The Île-de-France regional housing authority issued a blunt warning last month: without at least 70,000 new units built annually across the greater Paris region, the rental market will remain structurally broken for the rest of this decade. So far in 2026, the region is on pace to deliver fewer than 42,000. That gap is now driving a fierce public argument among planners, elected officials and tenant advocates about who is responsible and what gets built where.
The timing matters because several forces have converged at once. The Paris 2024 Olympics legacy programme, administered through the Société de Livraison des Ouvrages Olympiques, promised to convert athletes' village infrastructure in Seine-Saint-Denis into permanent affordable housing. That conversion, centred on the commune of Saint-Denis, is behind schedule. Meanwhile the Grand Paris Express — Europe's largest infrastructure project — is reshaping land values along its future corridors faster than zoning rules can keep pace, inflating prices in suburbs like Vitry-sur-Seine and Issy-les-Moulineaux before a single new train has run on several of the planned lines.
The Rent Control Argument
Paris City Hall extended its encadrement des loyers rent-cap scheme across all 20 arrondissements in 2022, and the policy has become something of a Rorschach test for where you stand politically. Deputy Mayor for Housing Emmanuel Grégoire has defended the caps as essential to keeping nurses, teachers and service workers within the périphérique. Property industry federation FNAIM argues the policy has simply pushed landlords to let apartments sit empty or to sell, shrinking the rental pool. FNAIM's own data put the vacancy rate in Paris proper at roughly 9.3 percent in early 2026, up from 7.1 percent in 2021.

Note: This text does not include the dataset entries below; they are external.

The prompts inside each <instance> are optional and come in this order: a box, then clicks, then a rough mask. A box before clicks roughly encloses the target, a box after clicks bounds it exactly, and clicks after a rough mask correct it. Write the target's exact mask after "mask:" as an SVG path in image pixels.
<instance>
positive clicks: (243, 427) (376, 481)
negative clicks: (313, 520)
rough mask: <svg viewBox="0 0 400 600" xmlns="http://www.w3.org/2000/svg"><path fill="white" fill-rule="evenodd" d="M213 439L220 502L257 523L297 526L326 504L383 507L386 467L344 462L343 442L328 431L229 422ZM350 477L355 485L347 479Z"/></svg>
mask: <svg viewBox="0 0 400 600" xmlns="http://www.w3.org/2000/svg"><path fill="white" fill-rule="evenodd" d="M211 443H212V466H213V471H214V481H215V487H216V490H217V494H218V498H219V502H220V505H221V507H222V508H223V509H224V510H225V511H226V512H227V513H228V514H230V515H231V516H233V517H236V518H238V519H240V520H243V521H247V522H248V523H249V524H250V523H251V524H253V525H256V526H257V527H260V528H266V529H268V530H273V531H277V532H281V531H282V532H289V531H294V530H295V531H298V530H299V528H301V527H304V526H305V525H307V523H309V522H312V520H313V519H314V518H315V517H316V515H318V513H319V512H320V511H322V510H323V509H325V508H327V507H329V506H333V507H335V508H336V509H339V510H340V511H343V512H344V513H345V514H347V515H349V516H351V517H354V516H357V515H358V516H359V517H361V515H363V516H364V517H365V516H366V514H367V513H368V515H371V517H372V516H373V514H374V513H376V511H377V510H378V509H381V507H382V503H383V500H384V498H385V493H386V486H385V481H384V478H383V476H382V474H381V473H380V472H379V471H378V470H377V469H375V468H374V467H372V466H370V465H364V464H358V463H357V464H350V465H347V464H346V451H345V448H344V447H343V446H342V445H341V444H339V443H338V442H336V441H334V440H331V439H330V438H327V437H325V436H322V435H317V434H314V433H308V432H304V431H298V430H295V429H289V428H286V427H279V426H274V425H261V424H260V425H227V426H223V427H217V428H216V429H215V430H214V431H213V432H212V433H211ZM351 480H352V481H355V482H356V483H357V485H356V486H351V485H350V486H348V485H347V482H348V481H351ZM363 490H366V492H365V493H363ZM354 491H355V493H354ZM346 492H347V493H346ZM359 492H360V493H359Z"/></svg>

Urban economist Sylvie Gillet at Sciences Po's urban school has been publicly pushing a different diagnosis: the real constraint is not rent controls but construction permitting speed. Her research, presented to the Conseil de Paris in May, showed that the average time between a planning application and a building permit in Paris is now 28 months — nearly double the EU average. That bureaucratic lag, she argues, outweighs any demand-side intervention the city could make.

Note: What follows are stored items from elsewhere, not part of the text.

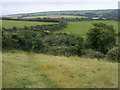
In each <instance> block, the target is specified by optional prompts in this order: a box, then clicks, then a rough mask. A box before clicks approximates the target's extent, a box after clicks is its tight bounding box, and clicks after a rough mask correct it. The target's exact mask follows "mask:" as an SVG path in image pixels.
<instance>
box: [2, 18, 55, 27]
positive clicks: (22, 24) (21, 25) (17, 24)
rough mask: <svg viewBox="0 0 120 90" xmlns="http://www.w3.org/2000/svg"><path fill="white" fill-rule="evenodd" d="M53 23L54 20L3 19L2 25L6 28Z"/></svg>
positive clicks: (23, 26)
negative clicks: (41, 21)
mask: <svg viewBox="0 0 120 90" xmlns="http://www.w3.org/2000/svg"><path fill="white" fill-rule="evenodd" d="M45 24H53V22H33V21H12V20H2V26H3V27H5V28H12V27H13V26H16V27H17V28H22V27H24V26H28V27H30V26H34V25H45Z"/></svg>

The banlieues dimension adds another layer. Associations representing residents of the 93 — Seine-Saint-Denis, the department immediately north of Paris — have spent the spring demanding that Olympic legacy housing in Saint-Denis and Aubervilliers actually be delivered at social rents rather than re-designated as intermediate-income units, a category that can mean monthly rents above €900 for a two-bedroom apartment. The distinction matters enormously for families already on the social housing waiting list, which currently stands at over 750,000 applicants across Île-de-France, a figure that has not meaningfully fallen in five years.
The Pressure on the National Assembly
At the national level, the Macron government is navigating housing legislation through a National Assembly where it lacks a majority. A proposed reform to streamline PLU — the plans locaux d'urbanisme — has stalled in committee twice since January. Opponents from both the left and the Rassemblement National have found unusual common ground in blocking what they characterise as a weakening of municipal control over local planning decisions. Without the PLU reform, the government cannot easily force higher-density construction on communes that resist it.
What happens next is partly a question of political arithmetic. If the PLU legislation fails a third reading before the September recess, officials close to the housing ministry have indicated that Paris and the surrounding petite couronne could lose access to a €4.2 billion state construction subsidy fund tied to the reform. Commune mayors from Montreuil to Vincennes are watching that figure closely. For renters in the 19th arrondissement paying €1,400 a month for 40 square metres, the legislative calendar in Paris's Palais Bourbon feels very distant from their daily arithmetic — but the connection, housing analysts say, is direct.